Now she was playing it to the hilt. Her evening dress was dripping wet. Her face and bare arms were festooned with green seaweed. She walked toward us without seeing anything, like an eyeless ghost. Her face was paper-white.

It was so startling that for a second I forgot the lines I had assigned us. Then I leaped to my feet, and said, “Holy Christ, she’s come back from the dead.”

Tom cried out, “It’s her ghost!”

She came slowly to the poker table, looking at everyone around it. She said nothing. I had time for only a glimpse of Cotton-Hair Pennypacker’s face, but it was enough. It said everything—except one thing.

He leaped to his feet, hissed words that sounded like, “This is insane!” and reached inside his jacket. He pulled out a thin, blue-steel automatic. He pointed it first at Merrilee and then fanned it around the table.

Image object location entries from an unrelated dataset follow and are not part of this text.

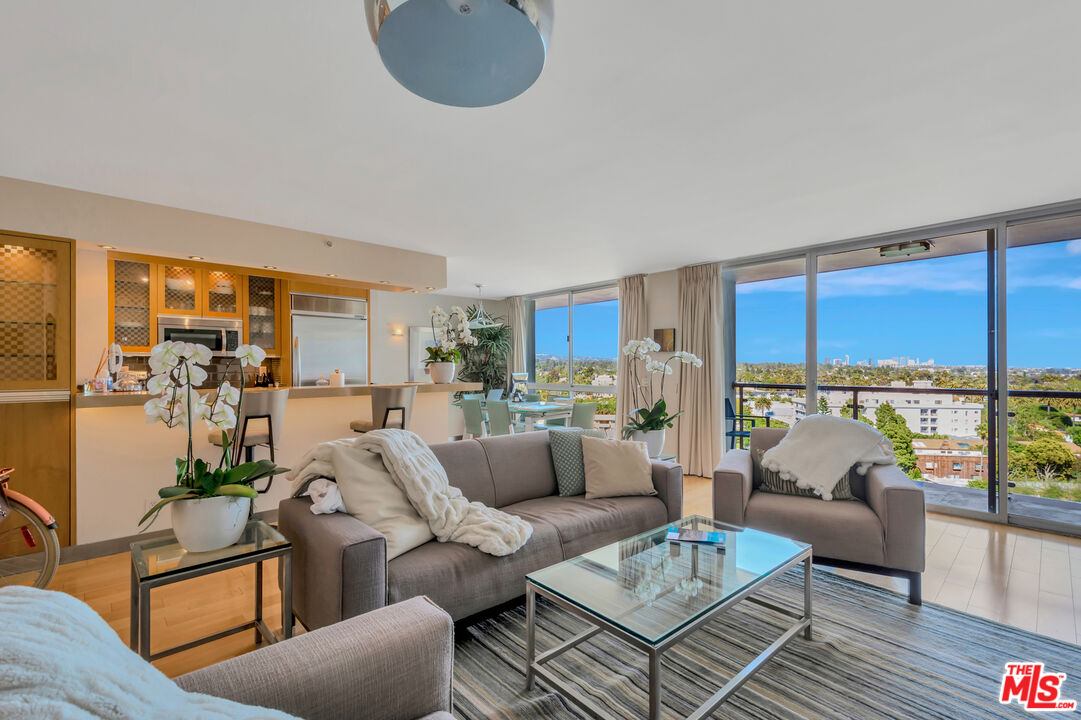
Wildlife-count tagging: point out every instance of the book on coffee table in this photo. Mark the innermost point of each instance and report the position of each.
(699, 536)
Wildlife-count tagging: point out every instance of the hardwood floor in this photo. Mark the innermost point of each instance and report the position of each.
(1015, 576)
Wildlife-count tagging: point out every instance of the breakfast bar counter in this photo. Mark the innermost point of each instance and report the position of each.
(121, 461)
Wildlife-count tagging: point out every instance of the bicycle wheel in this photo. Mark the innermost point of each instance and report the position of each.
(29, 552)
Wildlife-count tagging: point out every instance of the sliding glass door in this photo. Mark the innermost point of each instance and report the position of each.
(1043, 356)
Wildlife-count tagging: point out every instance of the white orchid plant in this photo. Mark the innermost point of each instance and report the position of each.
(651, 411)
(452, 331)
(177, 371)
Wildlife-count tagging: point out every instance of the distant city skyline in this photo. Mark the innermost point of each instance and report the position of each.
(936, 306)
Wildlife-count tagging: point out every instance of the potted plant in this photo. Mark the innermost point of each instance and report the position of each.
(210, 504)
(650, 418)
(451, 331)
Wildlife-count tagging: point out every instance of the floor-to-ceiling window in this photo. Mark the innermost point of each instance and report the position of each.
(1043, 354)
(961, 345)
(770, 368)
(576, 347)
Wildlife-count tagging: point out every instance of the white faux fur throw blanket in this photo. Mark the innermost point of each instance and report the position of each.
(821, 449)
(62, 662)
(414, 468)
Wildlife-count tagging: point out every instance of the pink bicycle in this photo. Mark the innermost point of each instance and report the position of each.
(29, 548)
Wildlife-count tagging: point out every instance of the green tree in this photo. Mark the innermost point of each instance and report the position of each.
(893, 426)
(1049, 455)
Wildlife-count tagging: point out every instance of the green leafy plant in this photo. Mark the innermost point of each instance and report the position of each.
(177, 372)
(652, 411)
(485, 360)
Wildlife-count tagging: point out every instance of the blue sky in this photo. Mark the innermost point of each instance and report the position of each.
(930, 308)
(596, 330)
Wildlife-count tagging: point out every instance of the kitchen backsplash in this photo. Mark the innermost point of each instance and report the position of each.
(215, 370)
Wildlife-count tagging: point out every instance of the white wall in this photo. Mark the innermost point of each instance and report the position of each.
(134, 226)
(390, 310)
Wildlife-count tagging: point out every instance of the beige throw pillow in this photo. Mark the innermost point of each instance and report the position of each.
(616, 467)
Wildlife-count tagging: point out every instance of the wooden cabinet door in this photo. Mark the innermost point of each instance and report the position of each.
(133, 320)
(263, 315)
(222, 293)
(35, 314)
(178, 290)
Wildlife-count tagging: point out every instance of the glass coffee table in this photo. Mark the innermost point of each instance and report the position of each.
(162, 561)
(652, 594)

No one moved. The gun looked efficient.

“You can take us with you, if you want to,” I said. “But you can’t escape. You can’t.”

We stared at each other.

“You won’t take all of us,” said Tom. “That gun doesn’t hold that many bullets.”

“And besides,” I said, “the safety catch is on.”

Pennypacker looked down at the gun, and I cannot tell you whether the ship lurched first, or whether I upset the table against him first and then was helped by the rolling sea. But the single gunshot went into the ceiling (I had not seen any safety catch), and he fell over on his back with the heavy table on top of him, and I grabbed the pistol while Tom grabbed his throat.

“There’s the murderer,” I told the first officer. “You’d better search him. He may have something else on him besides that gun.”

Everyone in the room was on his feet, except Pennypacker. Merrilee was looking dazed. Betsy and Twit-Twit were beside her. The first officer and two solemn stewards got Pennypacker up and led him out. He was laughing to himself, his white head rolling.

I breathed deeply.

“For the love of God, take that make-up off,” I told Merrilee. “You even scared me—how did you get the seaweed?”

“That’s watercress,” said Betsy. “From the kitchen.”

“That was my idea,” said Twit-Twit. “Not bad, eh?”

“And the wet dress?”

Merrilee smiled a chalk-faced smile. “After all, I spent two years at the Actors Studio.”